When I was younger, after Vienne was done bruising and shredding me, Padra would take me to the dungeon and make me vent the hurt and shame I felt on someone else’s body. Only after I’d tortured a prisoner for what he deemed a sufficient length of time would he allow the palace healer to attend me. He doesn’t force me to do that anymore, but the habit is deeply ingrained in my mind.
Even now, as my sister pummels me, I begin to feel the itch for a shining scalpel in my hand, and pliant flesh beneath its blade.
I’m strong. I excel at climbing and archery and swimming. But Vienne is a warrior. She has skills I’ve never been allowed to learn, and a lightning storm of manic rage I can’t match. My anger is low-burning, constant, ever-present, while hers explodes like a thunderburst between bouts of sunshine.

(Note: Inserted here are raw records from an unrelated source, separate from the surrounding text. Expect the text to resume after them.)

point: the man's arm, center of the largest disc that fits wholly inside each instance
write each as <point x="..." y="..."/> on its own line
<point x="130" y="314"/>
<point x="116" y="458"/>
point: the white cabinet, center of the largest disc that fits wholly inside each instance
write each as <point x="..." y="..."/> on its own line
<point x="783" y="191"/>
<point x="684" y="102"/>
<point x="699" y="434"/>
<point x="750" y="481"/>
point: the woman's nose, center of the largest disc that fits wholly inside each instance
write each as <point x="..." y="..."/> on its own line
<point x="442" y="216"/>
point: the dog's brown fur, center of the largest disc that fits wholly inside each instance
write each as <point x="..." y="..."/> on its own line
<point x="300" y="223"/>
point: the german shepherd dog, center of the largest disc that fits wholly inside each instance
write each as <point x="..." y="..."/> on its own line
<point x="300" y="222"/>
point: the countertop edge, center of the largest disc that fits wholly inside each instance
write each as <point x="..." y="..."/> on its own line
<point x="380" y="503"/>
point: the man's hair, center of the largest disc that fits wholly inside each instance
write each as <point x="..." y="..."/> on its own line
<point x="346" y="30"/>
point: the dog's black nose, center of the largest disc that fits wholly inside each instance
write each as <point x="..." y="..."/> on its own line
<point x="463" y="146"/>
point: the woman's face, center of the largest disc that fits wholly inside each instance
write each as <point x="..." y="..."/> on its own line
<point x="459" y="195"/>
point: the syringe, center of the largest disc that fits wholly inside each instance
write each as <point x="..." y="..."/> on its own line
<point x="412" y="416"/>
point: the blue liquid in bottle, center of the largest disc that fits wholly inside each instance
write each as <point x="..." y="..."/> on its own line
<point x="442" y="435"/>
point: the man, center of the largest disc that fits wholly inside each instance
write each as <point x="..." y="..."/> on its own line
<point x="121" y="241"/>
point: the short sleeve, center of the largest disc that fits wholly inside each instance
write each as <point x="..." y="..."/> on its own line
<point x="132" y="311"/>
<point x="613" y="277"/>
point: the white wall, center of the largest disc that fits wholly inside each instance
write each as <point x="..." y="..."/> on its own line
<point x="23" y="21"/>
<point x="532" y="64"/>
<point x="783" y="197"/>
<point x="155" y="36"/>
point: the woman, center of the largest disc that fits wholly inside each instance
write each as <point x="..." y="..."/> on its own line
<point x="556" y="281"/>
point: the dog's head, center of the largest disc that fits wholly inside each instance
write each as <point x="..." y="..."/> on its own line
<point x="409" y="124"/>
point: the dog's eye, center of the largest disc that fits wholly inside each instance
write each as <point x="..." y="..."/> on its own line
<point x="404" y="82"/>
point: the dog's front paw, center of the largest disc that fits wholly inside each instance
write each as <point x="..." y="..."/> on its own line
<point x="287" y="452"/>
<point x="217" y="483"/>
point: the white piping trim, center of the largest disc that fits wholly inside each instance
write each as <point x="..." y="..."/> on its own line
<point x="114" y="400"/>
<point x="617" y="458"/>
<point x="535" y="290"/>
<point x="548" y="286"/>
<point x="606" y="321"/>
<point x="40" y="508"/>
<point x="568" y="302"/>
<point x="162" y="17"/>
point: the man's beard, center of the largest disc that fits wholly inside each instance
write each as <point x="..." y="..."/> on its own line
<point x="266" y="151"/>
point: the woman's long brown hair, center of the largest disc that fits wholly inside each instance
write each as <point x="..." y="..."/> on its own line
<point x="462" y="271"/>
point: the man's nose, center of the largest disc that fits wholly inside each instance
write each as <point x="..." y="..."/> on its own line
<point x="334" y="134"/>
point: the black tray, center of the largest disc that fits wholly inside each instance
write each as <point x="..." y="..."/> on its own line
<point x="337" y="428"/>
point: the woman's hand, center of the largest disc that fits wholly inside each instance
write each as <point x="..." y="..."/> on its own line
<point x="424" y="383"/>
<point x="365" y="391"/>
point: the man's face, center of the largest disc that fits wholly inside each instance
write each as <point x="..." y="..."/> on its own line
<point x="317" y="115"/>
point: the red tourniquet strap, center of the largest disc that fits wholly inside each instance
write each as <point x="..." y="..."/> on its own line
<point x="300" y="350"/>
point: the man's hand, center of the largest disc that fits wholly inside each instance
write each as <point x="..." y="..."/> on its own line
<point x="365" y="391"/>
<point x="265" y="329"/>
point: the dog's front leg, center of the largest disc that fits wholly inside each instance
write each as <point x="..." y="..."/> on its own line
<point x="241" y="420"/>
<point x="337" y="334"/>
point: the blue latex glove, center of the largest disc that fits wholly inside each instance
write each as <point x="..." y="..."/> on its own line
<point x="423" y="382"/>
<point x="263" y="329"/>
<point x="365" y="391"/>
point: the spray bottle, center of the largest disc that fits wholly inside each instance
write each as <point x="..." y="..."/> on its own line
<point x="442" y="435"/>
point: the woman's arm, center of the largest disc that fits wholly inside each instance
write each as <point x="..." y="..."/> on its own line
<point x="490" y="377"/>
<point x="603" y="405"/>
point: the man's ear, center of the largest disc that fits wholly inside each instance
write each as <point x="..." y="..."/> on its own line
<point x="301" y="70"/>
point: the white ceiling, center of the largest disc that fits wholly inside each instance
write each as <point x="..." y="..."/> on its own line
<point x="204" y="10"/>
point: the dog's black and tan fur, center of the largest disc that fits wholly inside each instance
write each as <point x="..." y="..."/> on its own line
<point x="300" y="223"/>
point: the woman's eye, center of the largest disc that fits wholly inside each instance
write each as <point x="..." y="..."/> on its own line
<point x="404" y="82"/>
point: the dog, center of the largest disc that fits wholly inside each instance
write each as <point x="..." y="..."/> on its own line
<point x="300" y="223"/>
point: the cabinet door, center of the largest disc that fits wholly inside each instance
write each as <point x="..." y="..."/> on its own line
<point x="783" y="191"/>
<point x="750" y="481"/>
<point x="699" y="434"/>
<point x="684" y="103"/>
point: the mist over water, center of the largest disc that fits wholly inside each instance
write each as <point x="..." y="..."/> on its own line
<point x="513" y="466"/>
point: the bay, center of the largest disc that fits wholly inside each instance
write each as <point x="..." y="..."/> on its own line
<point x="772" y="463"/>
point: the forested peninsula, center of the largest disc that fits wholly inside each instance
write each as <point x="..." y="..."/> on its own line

When I stole the Captain from her, I knew there would be a yelling match between us, maybe a bit of hair-pulling. But she is enraged beyond what I expected. Maybe because I have never truly beaten her at anything before. Or maybe I underestimated how much she wanted him as her prize.
Whatever the reason, this is the worst beating I’ve ever received at her hands.
Vienne breaks through my defense and pins my arms out of the way with her knees. Her fist crashes against my cheekbone, my jaw, my eye socket. I don’t scream. I smile through the blood.
“Will you not intervene?” It’s the Captain, speaking to one of my bodyguards who are watching my sister pulverize me.
“We cannot intervene,” they answer.
Vienne is the Crown Princess, the heir to the throne. My bodyguards can protect me from everyone but her and my father. If they challenge her, she will kill them.
It doesn’t matter. I have learned to welcome pain, to swallow it whole. I take the agony, let it flood my body, feeding my inner darkness.
Vienne may rage and scream. She can crush and bruise me, but she cannot change Padra’s written edict.
The Captain is mine.
She lurches off me. Slams two solid kicks into my gut—two bursts of nauseating agony. I choke and nearly lose my dinner.
My sister spits on my cheek. Then she grips Ethwyn by his beautiful hair and drags him out of the room with her.